Officer Michael Angelo Riley, a 25-year force veteran and canine officer, was charged Thursday by indictment with two counts of obstructing justice, punishable by up to 20 years in prison.

At an appearance Friday afternoon in federal court, Riley was released on personal recognizance on the condition he not contact certain people to be named by prosecutors. Riley, represented by defense attorney David Benowitz, did not enter a plea and was set for a next appearance on or before Oct. 26.

Attempts to reach Riley, 50, or his relatives were not immediately successful. Benowitz did not immediately respond to a request for comment.

“Obstruction of Justice is a very serious allegation,” U.S. Capitol Police Chief Tom Manger said in a statement.
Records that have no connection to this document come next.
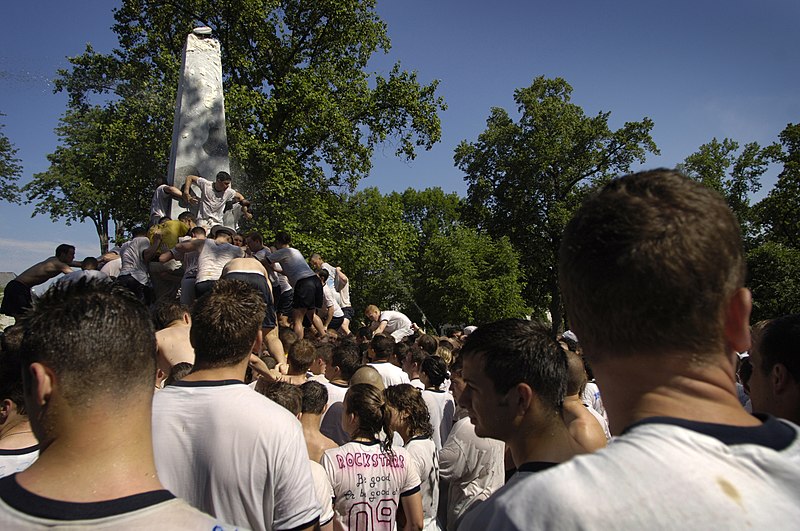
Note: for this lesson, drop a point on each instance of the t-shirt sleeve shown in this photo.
(295, 503)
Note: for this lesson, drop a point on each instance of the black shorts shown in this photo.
(258, 281)
(283, 306)
(308, 293)
(16, 299)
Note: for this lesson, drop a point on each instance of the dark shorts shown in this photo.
(259, 282)
(16, 299)
(283, 304)
(308, 293)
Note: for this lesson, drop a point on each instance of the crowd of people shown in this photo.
(218, 382)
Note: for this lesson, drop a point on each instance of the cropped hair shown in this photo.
(347, 358)
(518, 351)
(97, 338)
(648, 265)
(779, 342)
(368, 404)
(428, 343)
(11, 367)
(315, 397)
(167, 312)
(225, 323)
(435, 368)
(382, 346)
(302, 354)
(64, 248)
(408, 402)
(284, 394)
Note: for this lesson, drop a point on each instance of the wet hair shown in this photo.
(97, 338)
(178, 372)
(435, 369)
(648, 265)
(778, 343)
(428, 343)
(284, 394)
(382, 346)
(348, 358)
(315, 397)
(65, 248)
(11, 367)
(283, 238)
(167, 312)
(368, 404)
(187, 216)
(225, 323)
(408, 402)
(518, 351)
(301, 355)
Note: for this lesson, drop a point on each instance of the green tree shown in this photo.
(525, 178)
(779, 212)
(10, 169)
(735, 176)
(466, 277)
(303, 112)
(774, 278)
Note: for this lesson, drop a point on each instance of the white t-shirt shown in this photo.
(132, 261)
(212, 203)
(442, 409)
(234, 453)
(13, 461)
(140, 512)
(662, 474)
(293, 264)
(473, 468)
(324, 491)
(424, 453)
(368, 484)
(391, 374)
(397, 325)
(213, 258)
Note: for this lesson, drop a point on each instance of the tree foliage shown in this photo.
(526, 177)
(734, 175)
(466, 277)
(10, 169)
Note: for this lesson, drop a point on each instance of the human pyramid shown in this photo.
(216, 382)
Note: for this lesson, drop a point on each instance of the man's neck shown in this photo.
(207, 374)
(96, 455)
(638, 387)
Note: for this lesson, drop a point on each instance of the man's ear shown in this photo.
(42, 382)
(737, 320)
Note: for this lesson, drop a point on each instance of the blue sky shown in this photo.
(699, 69)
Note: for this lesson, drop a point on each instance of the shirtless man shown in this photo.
(584, 428)
(213, 197)
(252, 272)
(17, 295)
(315, 402)
(172, 339)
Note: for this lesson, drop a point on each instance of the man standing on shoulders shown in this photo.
(213, 198)
(88, 356)
(262, 481)
(17, 294)
(652, 271)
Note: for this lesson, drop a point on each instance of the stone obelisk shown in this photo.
(199, 143)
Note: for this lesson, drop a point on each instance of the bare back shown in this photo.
(43, 271)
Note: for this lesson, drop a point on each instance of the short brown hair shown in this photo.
(225, 323)
(648, 264)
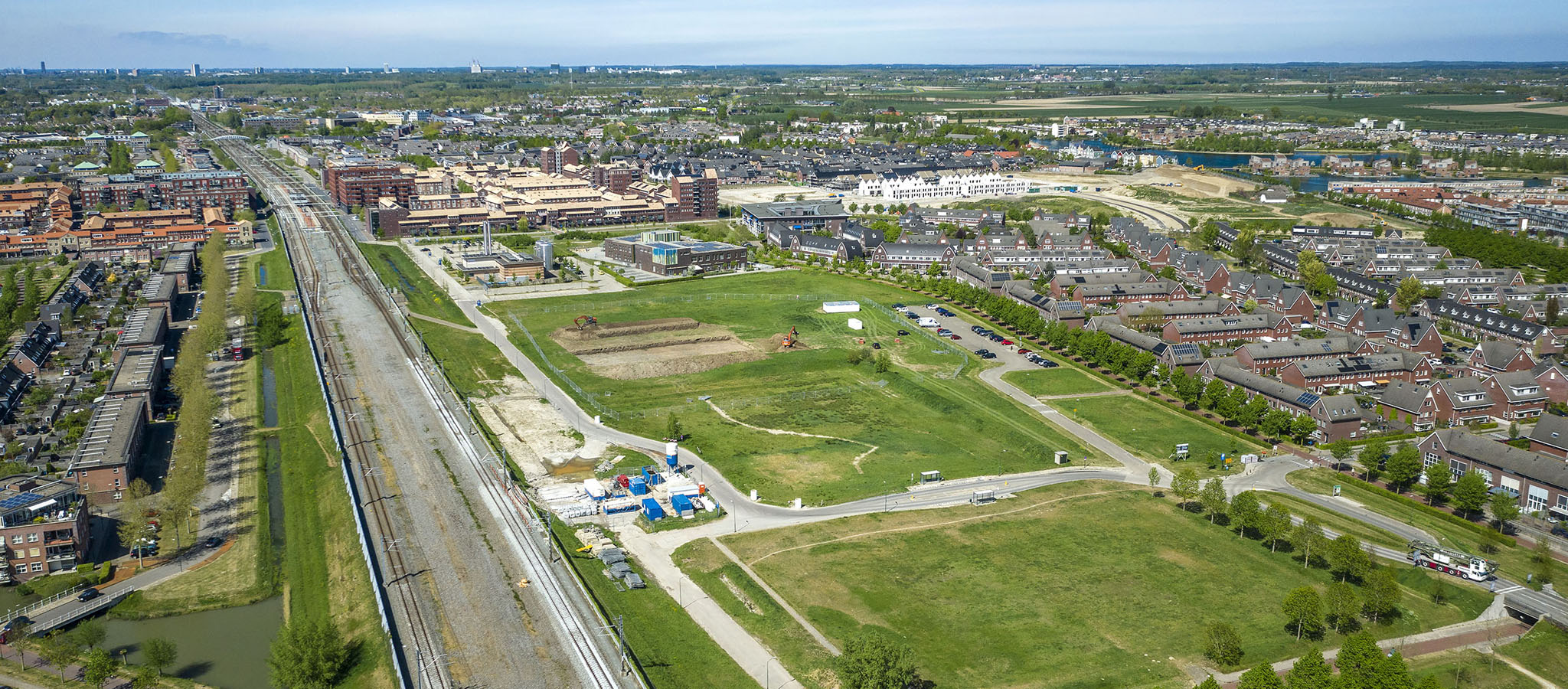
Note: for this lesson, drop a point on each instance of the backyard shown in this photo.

Manger said the force was notified several weeks ago about the investigation and that upon arrest Thursday, Riley had been placed on administrative leave pending completion of the case, after which he would be subject to internal investigation.

In a statement, the chairman of the union representing Capitol Police officers, Gus Papathanasiou, urged people to allow the judicial process to proceed “before rendering a judgement on this officer.”

According to the indictment, Riley was not inside the Capitol but on duty Jan. 6, responding to reports of explosive devices outside the building and monitoring police radio communications of the assault.

The next day, according to the indictment, Riley reached out to an unidentified person who posted commentary and photographs, as well as videos of himself inside the Capitol on Facebook.

“Hey [Person 1] im a capitol police officer who agrees with your political stance,” Riley wrote, the indictment alleges. “Take down the part about being in the building they are currently investigating and everyone who was in the building is going to charged. Just looking out!”

The pair had never communicated before but shared an affinity for fishing, and the person had replied to Riley’s friend request Jan. 1, the indictment said.

In dozens more messages, the person sent videos of himself smoking a hand-rolled cigarette in the Capitol, and the two discussed among other things injuries to police, the death of Officer Brian D. Sicknick and fishing, charging papers said.

But on Jan. 12, after the person said his presence at the Capitol was drawing attention online, Riley again allegedly advised, “Get off of social media.” When the person asked if he had been charged, Riley wrote, “Call me,” and the pair spoke for 23 minutes, according to the indictment. Within hours, the person texted two others saying that he had spoken to “capitol police” and that charges against him were likely to be trespassing, the indictment said.

On Jan. 19, the man was arrested and interviewed by the FBI. He messaged Riley the following day, “The fbi was very curious that I had been speaking to you. If they havent already asked you about me they are gonna. They took my phone and downloaded everything,” court papers said.

“That’s fine,” Riley responded, according to the charges, before deleting messages with the man.

On Jan. 21, 12 days after acknowledging a video and photo of the man smoking in the U.S. Capitol, Riley allegedly messaged: “Hey [Person 1], another mutual friend was talking about you last night. I tried to defend you but then he showed me a video of you smoking weed and acting like a moron. i have to say I was shocked and dumbfounded . . .,” according to charging papers.

“I was so mad last night I deleted all your post, but I wanted to text you this morning and tell you that I will no longer be conversing with you,” Riley continued in his final message to the man, the indictment said.

Capitol Police had announced last month that disciplinary action has been recommended in seven cases against officers following internal investigations into the Jan. 6 breach, which authorities said contributed to five deaths, assaults on about 140 officers and the delay of Congress’s certification of the 2020 election victory of President Biden.

It was not immediately clear if Riley’s was among those cases. Capitol police said their Office of Professional Responsibility launched 38 internal investigations and was able to identify the officers involved in 26 of those cases. In 20 of the cases, no wrongdoing was found, according to a statement. A Capitol Police spokesman confirmed that Riley was honored in 2011 for saving the life of a fellow officer who had fallen on ice and hit his head on the pavement during a snowstorm.

Riley, having volunteered to work an extra shift to help during the storm, gave CPR to the injured officer, who had been knocked unconscious, was bleeding from the head and had no pulse. The officer survived after undergoing quadruple heart-bypass surgery and had no brain damage.